While the Malaysian Automotive Association (MAA) has requested for an extension of the SST exemption period, the research house said: “Our base case assumes it will not be extended.”
To support sales volumes, RHB Research opined that auto distributors may provide discounts at the expense of margins.
“Costlier car parts may further pressure margins, with different distributors having varying abilities to pass on higher costs.
“We think Sime Darby Bhd and Bermaz Auto Bhd (BAuto), which mostly sell higher-end cars, are less likely to face margin erosion as demand for higher-end cars tend to be more price-inelastic, especially so with the ongoing supply shortage.
“Conversely, national marques with more affordable brands may not be able to pass on much of the higher costs and therefore be more susceptible to margin pressures,” explained RHB Research.

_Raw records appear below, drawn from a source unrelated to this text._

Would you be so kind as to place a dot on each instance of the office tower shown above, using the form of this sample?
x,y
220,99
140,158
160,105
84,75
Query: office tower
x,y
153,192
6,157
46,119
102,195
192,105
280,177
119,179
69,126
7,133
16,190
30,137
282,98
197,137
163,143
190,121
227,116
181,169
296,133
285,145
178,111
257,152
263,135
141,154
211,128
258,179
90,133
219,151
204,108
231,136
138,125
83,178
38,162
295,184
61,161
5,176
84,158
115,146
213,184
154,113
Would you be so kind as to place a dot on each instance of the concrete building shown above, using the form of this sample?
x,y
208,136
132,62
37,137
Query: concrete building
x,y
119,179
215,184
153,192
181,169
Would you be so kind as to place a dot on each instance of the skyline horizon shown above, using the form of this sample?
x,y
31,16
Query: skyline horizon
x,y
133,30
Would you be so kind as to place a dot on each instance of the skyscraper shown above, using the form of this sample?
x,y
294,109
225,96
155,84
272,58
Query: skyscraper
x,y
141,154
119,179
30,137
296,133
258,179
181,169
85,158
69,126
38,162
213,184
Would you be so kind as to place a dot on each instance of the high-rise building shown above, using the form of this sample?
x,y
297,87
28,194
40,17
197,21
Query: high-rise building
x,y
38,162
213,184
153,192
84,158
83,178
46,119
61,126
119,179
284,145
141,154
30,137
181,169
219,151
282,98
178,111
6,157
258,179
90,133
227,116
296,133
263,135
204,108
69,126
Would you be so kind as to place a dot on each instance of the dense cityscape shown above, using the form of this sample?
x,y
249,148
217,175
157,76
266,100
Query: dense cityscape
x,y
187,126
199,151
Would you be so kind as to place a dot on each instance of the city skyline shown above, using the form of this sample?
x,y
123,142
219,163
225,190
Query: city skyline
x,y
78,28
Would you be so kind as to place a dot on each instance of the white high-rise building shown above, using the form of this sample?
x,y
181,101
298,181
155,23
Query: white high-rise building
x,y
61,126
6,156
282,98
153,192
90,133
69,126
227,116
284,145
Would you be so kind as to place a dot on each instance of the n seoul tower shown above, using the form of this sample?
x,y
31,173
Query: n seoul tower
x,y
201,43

On the excise duty reform in 2023, the research house expects the reform would change the definition of a vehicle’s open market value (OMV) to include the profits and expenses incurred, during not only the manufacturing process, but also the sale.
MAA had said that the higher OMV would result in a higher excise duty, and could raise completely-knocked-down (CKD) car prices by 8% to 20% in 2023.
“In our view, this would bring forward car sales to 2022 and reduce car sales in 2023.
“Though our estimates currently assume there will be no reform, pending further announcements, we highlight the downside risks to the sector, as we think the market has yet to price this in,” added RHB Research.
The research house also expects the foreign exchange movements to have immaterial earnings impact, for now.
While UMW Holdings Bhd and Tan Chong Motor Bhd could lose from the stronger United States dollar, it said “the 4.20 year-to-date greenback and ringgit average is still within our forecast FY22 of 4.225.”
Though BAuto’s 30% associate Mazda Malaysia Sdn Bhd (MMSB) marginally benefits from a weaker yen, the impact is largely limited, as MMSB also buys local components in ringgit.
For now, the research house maintains a total industry volume of 540,000 for FY22.
Given the potential headwinds, RHB Research currently does not have any “buy” calls under the sector, but favours MBM Resources Bhd for its sector-leading forecasted FY22 yield of 7%.
MBM is also relatively less impacted by the foreign exchange movements, it added.